Other fields of machine learning such as speech and image recognition all tend to reach the same conclusion: hand-coding low-level features in a recognition system introduces a strong bias. For example, many image recognition algorithms define the simplest features in terms of "edges" (low-high or high-low contrast at different orientations), from which more complex features such as longer lines, corners, and curves can be built. There has been promising work [1, 2, 3] on learning the set of simple edge and contrast features from a set of images.

This concept of learning simple features has been extended to music in the past few years with varying amounts of success [4], literally transcribing the algorithms developed for image processing. I plan to do something similar to this.


Project Statement

The Big Question: Will unsupervised learning of simple music features result in better categorization (and therefore recognition) of musical styles?

Bonus Questions: To what extent do these automatically learned features resemble features informed by music theory? Also, can they be inverted to be a generative process instead of recognition (see artificial composition below)?


Data

I have downloaded MIDI files of piano songs. I chose piano because I want to focus on a single instrument, at least to begin with, and I am most familiar with piano. I will begin with music by Scott Joplin because his music is particularly recognizable and relatively simple temporally. While training the system on a single composer may reveal some interesting characteristics of that composer's music, it should be trained on multiple composers in multiple genres to develop the most general set of features. Once the algorithm works for Joplin, I will test it on other composers as well.

I will be using a 3rd party MatLab toolbox for midi interaction. This toolbox is not complete, and throws away some data when importing into MatLab such as velocity (loudness), sustain, and tempo. Whether or not this will be a problem is up for debate - there are strong arguments for both which I will briefly outline. The obvious argument is that any data thrown away in preprocessing, whether intentional or incidental, is removing information, and less information means less encompassing features. The other argument, which I support, is that having too much data can be distracting to an algorithm looking for universal descriptors. One study found that their system was only able to parse music once they had preprocessed it to a simple representation like the one I will be using [5].


Method

As mentioned above, algorithms from machine vision to generate simple features can be easily extended to music. The basic idea behind all of these algorithms is to keep a bank of convolution kernels, each of which represents some feature. The machine learning task is to find the set of kernels which best represents the salient or most common aspects in the test data. Many algorithms also maximize the sparseness of these kernels. Algorithms I am considering include Convolutional Sparse Coding, Invariant Predictive Sparse Decomposition, and Shift Invariant-Probabilistic Latent Component Analysis.

In Choice of Music Representation, below, I discuss how I plan to format a song in a 3D array in order to highlight the important dimensions (timing/beat and pitch).

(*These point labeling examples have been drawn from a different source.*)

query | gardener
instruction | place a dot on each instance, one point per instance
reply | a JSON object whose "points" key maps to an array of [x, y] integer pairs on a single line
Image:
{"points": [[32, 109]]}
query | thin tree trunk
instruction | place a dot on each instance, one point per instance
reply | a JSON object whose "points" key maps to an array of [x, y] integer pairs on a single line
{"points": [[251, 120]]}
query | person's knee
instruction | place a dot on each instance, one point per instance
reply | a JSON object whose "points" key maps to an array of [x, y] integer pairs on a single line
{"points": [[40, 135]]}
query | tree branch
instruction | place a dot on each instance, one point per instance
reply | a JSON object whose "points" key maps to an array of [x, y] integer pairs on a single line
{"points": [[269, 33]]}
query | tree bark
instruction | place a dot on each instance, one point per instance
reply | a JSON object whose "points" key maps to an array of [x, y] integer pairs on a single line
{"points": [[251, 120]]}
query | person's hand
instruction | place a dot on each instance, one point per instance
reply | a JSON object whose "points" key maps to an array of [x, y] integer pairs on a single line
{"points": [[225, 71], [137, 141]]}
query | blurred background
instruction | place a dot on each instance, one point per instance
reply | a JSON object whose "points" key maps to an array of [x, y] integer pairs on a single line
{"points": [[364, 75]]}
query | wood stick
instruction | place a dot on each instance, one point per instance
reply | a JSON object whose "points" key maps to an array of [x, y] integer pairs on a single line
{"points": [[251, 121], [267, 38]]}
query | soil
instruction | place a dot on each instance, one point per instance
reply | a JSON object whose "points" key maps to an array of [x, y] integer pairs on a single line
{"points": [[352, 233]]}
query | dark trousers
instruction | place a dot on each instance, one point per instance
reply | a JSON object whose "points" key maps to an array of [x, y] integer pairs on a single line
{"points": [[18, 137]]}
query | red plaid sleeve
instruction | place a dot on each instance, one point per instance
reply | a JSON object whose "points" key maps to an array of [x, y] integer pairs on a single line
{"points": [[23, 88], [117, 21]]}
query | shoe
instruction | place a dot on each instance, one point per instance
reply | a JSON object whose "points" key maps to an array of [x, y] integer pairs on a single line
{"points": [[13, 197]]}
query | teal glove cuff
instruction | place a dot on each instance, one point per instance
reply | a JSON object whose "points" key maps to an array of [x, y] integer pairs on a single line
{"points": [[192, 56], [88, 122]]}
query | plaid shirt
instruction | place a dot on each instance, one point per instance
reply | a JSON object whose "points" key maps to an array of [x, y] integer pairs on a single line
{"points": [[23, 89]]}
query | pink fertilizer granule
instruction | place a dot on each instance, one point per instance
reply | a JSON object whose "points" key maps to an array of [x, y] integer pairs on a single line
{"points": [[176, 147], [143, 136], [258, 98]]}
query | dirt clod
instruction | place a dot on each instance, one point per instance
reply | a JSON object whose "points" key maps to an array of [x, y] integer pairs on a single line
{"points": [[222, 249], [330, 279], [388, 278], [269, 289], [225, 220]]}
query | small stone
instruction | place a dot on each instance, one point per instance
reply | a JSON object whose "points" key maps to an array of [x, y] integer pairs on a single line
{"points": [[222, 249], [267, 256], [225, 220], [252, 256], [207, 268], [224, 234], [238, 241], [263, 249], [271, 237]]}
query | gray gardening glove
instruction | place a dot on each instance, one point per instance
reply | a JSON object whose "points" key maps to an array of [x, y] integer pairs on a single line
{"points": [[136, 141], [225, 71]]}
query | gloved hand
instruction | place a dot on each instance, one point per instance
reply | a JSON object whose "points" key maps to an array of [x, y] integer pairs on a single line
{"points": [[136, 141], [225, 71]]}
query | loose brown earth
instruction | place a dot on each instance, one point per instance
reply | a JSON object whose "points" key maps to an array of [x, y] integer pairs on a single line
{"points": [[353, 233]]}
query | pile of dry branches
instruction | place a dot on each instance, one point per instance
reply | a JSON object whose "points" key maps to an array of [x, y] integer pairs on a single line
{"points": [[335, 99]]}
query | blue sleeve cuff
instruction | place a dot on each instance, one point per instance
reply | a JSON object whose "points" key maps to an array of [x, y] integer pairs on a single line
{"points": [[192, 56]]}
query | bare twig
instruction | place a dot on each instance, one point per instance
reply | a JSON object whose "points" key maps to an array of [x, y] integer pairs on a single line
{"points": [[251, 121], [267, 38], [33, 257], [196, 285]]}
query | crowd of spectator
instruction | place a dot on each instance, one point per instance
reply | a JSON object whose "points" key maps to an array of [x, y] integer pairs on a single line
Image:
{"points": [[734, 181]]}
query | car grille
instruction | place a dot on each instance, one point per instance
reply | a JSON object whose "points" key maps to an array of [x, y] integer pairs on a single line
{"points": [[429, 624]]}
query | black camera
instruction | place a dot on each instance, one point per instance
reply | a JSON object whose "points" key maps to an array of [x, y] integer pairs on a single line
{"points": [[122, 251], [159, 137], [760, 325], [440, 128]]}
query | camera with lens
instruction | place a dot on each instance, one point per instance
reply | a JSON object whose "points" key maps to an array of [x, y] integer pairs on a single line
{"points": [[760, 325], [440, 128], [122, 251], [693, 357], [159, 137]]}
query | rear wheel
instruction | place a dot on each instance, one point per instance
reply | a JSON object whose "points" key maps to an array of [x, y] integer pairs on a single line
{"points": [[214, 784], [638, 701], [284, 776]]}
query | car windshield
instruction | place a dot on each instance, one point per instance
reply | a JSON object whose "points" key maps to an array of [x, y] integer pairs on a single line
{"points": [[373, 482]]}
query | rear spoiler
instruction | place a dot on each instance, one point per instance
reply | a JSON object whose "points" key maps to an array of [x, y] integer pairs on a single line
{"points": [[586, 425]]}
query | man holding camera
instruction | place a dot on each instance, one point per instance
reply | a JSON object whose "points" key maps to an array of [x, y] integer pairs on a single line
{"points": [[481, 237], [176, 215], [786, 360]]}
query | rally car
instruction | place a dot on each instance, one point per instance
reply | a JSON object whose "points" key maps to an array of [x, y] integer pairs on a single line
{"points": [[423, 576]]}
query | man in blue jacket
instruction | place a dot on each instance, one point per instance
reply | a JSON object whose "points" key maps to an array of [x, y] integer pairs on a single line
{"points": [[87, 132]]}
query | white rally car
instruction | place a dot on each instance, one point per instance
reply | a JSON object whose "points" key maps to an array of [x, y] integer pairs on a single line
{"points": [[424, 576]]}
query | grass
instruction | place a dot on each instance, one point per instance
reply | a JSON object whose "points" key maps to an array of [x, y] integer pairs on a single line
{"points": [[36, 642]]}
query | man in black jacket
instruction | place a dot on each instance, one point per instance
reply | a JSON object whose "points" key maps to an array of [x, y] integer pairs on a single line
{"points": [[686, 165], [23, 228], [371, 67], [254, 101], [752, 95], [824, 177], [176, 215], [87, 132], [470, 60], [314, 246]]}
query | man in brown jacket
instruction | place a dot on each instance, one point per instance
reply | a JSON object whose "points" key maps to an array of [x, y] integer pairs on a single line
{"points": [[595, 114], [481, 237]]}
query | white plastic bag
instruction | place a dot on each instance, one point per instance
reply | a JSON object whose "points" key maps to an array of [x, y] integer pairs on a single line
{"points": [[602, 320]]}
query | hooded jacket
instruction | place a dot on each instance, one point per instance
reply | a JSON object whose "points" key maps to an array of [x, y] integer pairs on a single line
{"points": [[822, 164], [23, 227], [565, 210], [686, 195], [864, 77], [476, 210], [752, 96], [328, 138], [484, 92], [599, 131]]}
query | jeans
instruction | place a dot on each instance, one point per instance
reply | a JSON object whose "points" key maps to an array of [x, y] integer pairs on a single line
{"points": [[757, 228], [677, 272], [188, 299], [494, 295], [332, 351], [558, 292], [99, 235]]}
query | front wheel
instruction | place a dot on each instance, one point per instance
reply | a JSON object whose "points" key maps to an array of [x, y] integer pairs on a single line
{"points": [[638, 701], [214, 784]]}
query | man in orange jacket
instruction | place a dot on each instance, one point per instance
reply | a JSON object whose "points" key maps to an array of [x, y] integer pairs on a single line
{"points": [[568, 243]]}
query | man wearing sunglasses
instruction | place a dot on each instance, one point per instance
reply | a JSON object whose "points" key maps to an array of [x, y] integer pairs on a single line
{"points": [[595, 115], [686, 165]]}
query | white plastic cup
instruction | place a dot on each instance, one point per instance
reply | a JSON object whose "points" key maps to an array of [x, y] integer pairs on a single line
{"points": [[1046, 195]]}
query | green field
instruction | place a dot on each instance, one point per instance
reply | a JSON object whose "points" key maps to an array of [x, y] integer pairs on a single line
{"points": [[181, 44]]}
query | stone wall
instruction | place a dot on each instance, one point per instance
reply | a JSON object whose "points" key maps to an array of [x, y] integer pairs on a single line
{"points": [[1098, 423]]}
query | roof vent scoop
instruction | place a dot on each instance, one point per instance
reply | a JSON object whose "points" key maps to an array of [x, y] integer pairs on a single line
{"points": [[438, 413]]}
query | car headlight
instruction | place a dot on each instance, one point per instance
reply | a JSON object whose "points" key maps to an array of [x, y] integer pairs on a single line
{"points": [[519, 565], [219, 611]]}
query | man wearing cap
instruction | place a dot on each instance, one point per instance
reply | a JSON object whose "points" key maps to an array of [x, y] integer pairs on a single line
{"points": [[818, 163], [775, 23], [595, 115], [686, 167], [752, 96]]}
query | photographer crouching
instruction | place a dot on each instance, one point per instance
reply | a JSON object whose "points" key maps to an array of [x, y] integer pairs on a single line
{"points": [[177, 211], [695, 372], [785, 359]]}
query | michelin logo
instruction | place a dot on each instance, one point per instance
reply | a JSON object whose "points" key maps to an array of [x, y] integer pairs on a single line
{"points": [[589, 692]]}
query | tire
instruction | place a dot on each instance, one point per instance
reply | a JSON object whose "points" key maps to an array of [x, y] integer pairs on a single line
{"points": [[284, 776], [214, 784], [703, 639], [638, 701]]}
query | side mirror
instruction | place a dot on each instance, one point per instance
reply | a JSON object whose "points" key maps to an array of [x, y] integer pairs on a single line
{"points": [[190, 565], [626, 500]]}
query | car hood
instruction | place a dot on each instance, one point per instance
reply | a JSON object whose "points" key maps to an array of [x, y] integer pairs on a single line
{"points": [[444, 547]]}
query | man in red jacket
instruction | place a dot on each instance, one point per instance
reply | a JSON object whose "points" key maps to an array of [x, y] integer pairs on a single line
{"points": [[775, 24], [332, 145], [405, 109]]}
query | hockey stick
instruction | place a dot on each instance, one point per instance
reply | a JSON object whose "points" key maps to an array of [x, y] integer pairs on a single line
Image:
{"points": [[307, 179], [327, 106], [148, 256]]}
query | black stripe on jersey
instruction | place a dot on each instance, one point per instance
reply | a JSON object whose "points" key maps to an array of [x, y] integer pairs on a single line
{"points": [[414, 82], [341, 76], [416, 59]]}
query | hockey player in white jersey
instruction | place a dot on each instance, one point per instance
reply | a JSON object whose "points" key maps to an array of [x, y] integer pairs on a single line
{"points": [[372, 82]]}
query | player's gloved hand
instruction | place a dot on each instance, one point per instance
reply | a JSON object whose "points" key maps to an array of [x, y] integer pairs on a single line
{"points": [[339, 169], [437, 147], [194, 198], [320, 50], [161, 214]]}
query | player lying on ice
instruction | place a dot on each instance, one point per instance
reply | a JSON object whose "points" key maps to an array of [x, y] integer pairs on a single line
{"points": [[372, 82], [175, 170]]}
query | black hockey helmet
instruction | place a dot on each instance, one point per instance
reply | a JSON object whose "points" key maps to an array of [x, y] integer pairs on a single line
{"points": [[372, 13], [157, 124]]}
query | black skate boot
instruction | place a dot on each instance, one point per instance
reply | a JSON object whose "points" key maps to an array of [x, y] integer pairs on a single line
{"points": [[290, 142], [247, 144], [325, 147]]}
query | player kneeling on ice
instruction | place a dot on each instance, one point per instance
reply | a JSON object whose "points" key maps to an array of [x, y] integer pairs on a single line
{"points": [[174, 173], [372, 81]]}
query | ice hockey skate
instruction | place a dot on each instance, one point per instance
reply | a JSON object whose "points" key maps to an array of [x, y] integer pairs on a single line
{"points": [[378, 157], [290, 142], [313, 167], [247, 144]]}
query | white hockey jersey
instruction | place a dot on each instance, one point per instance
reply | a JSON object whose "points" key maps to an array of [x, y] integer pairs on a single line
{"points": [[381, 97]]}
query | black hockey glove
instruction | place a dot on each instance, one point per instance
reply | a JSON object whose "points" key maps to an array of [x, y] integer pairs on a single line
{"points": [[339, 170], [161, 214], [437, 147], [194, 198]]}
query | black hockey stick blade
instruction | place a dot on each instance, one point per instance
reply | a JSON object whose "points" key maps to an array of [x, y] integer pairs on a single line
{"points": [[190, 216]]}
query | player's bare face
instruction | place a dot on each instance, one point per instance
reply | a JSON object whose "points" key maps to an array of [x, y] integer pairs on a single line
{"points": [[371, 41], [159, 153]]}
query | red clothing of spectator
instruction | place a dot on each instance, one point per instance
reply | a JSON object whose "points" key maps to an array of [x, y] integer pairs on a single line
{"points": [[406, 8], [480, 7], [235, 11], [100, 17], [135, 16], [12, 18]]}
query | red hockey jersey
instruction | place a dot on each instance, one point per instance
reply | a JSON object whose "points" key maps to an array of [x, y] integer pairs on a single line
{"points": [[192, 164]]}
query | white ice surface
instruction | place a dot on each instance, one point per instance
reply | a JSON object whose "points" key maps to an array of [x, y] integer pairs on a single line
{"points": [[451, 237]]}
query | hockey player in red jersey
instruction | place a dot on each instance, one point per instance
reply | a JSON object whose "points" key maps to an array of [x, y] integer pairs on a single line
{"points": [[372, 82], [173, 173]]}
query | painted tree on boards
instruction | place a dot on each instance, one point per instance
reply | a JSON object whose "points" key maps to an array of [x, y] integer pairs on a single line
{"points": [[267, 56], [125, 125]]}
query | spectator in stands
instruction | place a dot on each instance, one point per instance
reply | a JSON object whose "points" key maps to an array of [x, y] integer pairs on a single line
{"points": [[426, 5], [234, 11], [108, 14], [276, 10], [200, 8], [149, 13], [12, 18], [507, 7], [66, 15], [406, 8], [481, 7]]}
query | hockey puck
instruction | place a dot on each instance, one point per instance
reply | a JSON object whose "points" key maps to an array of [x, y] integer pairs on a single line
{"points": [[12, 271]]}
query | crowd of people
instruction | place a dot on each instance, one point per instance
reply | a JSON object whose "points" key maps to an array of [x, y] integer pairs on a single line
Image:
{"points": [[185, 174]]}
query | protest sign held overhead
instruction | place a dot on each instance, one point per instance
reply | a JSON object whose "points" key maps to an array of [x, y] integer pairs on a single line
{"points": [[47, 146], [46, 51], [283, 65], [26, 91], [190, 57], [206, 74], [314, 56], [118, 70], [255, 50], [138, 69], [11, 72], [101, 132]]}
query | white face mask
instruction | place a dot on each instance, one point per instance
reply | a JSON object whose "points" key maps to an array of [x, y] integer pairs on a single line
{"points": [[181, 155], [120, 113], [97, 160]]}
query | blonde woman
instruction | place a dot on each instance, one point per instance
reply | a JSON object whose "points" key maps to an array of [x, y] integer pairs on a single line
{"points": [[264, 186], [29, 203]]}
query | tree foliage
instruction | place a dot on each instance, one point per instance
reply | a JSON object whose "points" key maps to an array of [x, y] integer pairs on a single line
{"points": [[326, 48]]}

Once I have generated some features, I will both inspect them by hand and try them in a music genre or artist classifier to automatically gauge performance. The classifier will most likely be an SVM.


Milestone

By the milestone deadline, I hope to have coded and tested at least one of the algorithms mentioned above and have a preliminary set of features. I expect that interpreting the results I get will be an ordeal in itself; I would like to compare my results to classic music-theory-based features in addition to evaluating the classification accuracy of my new features.


Miscellaneous


References

  1. Kavukcuoglu, Koray. Learning Convolutional Feature Hierarchies for Visual Recognition. 2010.
  2. Kavukcuoglu, Koray. Learning Invariant Features through Topographic Filter Maps. 2009.
  3. Olshausen, Bruno. Emergence of Simple-Cell Receptive Field Properties by Learning Sparse Code For Natural Images. 1996.
  4. Nieto, Oriol. Unsupervised Music Motifs Extraction. 2010.
  5. Dubnov, Shlomo. Using Machine-Learning Methods for Musical Style Modeling. 2003.